Quarantine Quality: Emotional and personal well-being issues during quarantine have become more widespread since the onset of COVID-19 pandemic. This app helps spread awareness of emotional well-being to college students. The app presents a simple quiz based on CDC guidelines to monitor daily personal and emotional well-being. Depending on low or high quarantine quality score is, the app then suggests CDC-based recommendations to improve the person’s quality of life during the quarantine period.

COVerify demo from group 1

COVerify: The correlation between spread of misinformation and rise in number of cases potentially contributes to the public health emergency.
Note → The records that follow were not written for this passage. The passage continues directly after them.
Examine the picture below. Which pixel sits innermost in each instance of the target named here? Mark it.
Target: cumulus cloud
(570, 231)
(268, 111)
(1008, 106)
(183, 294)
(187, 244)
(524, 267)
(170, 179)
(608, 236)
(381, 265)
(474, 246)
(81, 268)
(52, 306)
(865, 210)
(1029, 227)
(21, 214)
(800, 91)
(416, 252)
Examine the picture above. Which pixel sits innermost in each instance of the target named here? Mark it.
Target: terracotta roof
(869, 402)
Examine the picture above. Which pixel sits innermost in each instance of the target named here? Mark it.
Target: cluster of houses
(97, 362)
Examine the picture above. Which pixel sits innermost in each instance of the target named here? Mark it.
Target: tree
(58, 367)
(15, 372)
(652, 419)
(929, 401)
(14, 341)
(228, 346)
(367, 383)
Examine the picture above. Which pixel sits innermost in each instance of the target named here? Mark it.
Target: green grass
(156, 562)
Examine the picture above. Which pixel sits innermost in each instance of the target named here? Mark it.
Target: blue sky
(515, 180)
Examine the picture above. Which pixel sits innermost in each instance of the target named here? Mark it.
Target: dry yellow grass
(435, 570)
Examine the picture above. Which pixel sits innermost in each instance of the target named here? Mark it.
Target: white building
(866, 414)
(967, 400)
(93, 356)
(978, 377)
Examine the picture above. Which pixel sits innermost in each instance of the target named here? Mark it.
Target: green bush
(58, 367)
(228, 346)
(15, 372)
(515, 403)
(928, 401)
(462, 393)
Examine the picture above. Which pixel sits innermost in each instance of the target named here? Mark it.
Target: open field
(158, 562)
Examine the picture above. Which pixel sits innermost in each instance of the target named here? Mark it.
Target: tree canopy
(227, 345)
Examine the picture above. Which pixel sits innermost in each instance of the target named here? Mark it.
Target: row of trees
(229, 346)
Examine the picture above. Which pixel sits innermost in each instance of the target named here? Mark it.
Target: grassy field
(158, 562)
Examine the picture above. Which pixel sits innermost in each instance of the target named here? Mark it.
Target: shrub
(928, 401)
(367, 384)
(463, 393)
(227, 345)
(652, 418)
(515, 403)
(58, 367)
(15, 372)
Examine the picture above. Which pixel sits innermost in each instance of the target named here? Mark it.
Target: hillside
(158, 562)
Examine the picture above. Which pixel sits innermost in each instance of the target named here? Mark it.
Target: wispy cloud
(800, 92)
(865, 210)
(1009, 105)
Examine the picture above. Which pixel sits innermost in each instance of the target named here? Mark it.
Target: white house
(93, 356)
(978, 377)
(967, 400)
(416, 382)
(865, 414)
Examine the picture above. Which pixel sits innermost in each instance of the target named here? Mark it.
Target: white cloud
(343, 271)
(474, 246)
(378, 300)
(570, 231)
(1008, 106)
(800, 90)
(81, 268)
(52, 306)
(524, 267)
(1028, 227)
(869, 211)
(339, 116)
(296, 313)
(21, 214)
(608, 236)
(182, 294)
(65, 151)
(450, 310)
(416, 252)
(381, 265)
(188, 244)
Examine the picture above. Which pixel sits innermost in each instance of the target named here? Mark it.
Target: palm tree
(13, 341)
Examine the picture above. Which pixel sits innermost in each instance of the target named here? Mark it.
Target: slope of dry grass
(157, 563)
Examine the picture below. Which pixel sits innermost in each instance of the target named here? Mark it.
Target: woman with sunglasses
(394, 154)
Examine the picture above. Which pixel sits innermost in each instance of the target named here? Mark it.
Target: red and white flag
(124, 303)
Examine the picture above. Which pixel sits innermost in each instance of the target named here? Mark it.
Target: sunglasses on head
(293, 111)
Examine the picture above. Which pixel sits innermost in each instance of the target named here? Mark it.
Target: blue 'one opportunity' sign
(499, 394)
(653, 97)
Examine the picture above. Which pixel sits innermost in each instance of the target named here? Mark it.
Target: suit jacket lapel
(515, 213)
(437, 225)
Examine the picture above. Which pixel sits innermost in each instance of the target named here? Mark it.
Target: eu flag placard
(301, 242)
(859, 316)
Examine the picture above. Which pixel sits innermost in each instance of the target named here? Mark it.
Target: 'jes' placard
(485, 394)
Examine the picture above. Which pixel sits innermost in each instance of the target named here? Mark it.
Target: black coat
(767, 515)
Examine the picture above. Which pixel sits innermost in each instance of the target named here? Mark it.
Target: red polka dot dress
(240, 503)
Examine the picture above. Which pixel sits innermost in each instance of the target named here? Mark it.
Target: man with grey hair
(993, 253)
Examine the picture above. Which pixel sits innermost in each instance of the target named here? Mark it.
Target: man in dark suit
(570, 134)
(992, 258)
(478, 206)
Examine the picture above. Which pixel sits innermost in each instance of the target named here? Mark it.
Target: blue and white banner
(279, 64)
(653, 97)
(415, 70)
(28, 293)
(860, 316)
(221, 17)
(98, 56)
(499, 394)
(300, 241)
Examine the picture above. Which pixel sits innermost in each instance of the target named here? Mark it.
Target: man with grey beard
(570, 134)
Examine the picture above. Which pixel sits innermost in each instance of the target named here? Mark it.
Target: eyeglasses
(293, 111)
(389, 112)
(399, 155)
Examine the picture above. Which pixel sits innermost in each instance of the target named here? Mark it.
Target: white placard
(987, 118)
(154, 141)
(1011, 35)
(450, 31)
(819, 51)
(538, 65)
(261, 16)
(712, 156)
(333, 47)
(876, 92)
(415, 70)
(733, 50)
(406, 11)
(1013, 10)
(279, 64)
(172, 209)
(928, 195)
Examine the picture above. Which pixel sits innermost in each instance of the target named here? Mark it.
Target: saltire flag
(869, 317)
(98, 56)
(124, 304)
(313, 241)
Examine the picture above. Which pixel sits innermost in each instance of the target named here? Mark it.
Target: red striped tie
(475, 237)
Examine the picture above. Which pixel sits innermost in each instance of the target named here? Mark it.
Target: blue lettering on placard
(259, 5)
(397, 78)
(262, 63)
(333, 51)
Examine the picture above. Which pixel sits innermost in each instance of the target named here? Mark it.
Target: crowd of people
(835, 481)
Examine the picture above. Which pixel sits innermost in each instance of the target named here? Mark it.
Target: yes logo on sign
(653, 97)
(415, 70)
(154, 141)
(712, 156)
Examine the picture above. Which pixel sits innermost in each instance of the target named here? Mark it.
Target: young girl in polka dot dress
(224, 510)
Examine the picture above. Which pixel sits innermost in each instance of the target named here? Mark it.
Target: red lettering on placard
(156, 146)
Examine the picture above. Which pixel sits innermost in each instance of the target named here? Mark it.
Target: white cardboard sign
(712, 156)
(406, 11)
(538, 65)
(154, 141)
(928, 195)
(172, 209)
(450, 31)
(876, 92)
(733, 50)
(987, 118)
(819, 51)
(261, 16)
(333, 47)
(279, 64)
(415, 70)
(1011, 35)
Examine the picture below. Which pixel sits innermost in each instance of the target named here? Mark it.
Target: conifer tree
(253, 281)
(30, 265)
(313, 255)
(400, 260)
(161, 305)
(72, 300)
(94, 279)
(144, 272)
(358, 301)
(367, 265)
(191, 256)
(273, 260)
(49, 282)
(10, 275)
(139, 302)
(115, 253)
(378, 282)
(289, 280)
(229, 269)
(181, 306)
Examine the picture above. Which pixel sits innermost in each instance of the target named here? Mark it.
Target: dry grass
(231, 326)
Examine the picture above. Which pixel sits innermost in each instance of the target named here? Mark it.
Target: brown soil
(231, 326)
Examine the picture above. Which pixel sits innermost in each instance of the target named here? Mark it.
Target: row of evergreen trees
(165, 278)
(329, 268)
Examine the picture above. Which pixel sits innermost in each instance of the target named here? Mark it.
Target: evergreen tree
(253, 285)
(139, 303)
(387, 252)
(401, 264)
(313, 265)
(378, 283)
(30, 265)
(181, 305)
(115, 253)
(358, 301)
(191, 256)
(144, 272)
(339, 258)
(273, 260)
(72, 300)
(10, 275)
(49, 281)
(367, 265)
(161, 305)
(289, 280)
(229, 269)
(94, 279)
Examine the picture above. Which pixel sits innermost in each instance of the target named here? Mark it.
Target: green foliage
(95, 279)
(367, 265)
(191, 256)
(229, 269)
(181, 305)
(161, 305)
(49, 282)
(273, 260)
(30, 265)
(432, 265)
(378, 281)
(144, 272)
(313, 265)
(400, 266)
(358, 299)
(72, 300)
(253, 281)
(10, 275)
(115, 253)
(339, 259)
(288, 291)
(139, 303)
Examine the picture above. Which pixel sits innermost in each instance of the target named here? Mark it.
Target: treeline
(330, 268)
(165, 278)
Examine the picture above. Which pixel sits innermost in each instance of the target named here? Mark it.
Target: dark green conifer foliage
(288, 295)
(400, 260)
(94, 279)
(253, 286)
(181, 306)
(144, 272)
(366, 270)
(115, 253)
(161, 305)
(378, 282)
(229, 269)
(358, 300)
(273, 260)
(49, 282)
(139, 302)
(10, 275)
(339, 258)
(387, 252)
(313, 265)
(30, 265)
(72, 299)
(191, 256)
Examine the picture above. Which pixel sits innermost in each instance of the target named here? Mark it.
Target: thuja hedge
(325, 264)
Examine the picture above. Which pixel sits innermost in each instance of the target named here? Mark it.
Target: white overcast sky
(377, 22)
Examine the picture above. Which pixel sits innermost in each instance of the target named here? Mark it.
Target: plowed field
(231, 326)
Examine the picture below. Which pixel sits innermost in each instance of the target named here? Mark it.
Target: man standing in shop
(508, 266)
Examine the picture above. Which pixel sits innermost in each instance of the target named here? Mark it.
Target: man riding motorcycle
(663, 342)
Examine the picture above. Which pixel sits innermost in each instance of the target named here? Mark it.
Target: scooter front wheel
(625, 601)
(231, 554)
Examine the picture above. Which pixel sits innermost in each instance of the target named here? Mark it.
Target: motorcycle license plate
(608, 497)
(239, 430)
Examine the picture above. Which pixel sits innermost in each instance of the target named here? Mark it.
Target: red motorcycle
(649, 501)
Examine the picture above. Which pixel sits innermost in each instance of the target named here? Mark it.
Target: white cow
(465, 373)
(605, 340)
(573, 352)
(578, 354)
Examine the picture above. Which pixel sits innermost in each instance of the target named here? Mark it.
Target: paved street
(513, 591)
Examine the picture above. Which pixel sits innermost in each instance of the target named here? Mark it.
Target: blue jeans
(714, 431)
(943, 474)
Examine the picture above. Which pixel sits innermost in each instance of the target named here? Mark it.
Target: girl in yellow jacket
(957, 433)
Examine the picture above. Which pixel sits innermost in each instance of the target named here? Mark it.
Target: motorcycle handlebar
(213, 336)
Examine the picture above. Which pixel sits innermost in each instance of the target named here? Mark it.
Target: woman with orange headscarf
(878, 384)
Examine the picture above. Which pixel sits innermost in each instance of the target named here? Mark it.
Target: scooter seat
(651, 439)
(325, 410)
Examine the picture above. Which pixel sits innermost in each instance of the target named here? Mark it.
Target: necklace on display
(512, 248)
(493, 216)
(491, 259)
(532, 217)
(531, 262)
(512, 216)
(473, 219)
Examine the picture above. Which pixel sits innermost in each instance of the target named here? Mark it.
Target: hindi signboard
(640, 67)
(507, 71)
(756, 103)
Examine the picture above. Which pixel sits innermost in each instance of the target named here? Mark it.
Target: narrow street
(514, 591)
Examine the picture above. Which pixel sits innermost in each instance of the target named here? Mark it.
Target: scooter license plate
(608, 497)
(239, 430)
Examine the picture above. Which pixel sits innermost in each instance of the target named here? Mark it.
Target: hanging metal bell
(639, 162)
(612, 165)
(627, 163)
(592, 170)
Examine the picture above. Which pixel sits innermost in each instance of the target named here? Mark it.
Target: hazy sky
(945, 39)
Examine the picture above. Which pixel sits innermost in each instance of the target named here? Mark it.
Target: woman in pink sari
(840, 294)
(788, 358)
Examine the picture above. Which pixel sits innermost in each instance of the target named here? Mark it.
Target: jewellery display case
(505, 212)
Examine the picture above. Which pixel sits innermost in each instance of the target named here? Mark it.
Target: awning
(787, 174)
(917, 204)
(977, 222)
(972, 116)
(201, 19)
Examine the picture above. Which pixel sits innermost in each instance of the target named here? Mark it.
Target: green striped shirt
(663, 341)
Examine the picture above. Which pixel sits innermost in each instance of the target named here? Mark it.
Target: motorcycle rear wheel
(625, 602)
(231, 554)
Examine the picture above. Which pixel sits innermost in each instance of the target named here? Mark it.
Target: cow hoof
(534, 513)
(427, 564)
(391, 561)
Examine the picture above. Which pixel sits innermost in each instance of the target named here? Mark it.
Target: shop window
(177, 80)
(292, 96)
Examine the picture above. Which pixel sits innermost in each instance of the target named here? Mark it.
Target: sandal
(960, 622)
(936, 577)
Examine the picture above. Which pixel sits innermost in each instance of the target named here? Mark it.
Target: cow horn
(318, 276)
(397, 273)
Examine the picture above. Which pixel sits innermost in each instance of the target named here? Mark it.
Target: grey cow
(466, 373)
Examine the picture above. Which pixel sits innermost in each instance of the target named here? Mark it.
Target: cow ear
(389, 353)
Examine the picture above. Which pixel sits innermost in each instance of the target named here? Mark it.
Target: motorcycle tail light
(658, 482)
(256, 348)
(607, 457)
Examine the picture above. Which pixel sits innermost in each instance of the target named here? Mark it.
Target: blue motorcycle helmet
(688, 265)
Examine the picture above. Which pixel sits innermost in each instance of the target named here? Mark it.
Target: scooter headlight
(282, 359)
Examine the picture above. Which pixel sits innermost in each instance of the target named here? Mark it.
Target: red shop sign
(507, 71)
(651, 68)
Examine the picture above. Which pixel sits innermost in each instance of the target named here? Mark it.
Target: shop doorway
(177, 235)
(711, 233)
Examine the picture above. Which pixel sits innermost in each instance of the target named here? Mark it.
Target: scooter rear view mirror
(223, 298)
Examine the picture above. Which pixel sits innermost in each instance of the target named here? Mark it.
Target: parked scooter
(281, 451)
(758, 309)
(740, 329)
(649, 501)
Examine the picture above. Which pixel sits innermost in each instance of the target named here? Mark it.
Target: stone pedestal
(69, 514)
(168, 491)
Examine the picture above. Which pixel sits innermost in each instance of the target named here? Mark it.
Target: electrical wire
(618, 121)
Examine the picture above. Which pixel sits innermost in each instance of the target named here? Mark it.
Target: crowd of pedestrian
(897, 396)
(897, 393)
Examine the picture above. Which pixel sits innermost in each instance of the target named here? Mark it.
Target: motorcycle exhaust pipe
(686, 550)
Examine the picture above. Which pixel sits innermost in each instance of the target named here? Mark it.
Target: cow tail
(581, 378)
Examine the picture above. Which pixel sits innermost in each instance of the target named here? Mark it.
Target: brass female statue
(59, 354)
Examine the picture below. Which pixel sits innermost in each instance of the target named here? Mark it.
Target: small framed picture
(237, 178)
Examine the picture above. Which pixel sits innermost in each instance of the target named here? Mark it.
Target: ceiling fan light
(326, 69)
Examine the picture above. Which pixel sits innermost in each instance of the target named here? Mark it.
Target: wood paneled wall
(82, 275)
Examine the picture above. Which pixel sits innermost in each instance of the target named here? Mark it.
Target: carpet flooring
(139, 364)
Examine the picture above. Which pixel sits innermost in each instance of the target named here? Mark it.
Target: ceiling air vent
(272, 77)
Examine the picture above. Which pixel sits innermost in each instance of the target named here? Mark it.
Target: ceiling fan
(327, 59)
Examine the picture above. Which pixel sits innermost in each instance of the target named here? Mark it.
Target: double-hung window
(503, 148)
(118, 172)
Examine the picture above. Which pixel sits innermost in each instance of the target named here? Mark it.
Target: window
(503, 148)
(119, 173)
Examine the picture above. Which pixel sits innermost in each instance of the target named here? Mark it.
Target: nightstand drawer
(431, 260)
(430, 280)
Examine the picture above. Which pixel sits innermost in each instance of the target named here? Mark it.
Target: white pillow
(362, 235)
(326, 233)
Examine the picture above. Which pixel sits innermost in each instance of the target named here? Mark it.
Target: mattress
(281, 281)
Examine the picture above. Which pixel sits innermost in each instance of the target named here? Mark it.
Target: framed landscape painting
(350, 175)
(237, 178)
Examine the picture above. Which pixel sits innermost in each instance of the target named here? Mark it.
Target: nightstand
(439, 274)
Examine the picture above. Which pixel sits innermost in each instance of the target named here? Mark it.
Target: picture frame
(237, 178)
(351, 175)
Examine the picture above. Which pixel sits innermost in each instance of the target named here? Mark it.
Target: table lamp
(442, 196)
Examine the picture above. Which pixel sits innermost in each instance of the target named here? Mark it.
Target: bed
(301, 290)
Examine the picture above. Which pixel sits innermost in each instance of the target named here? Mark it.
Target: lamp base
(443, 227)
The COVerify app is a COVID-related misinformation verifier. The app compares weblinks with CDC and WHO sites to validate the source and suggest if the COVID-related information can be trusted or not.

The students voted “Crowd Alert,” by Lily Samoyan, Joachim Santiago, and Lucas Mah, as the Best Mobile App in the class. The instruction team selected “Quarantine Quality,” by Jack Brookshaw, Kaj Boeri, and Ben Chapman, for the Professor’s Choice Prize. The prizes were sponsored in-part by Thunkable, which will continue to collaborate with Dr. Bulusu in developing educational modules and social awareness apps. The apps are showcased on the course website and are available for testing by anyone who has a free Thunkable account.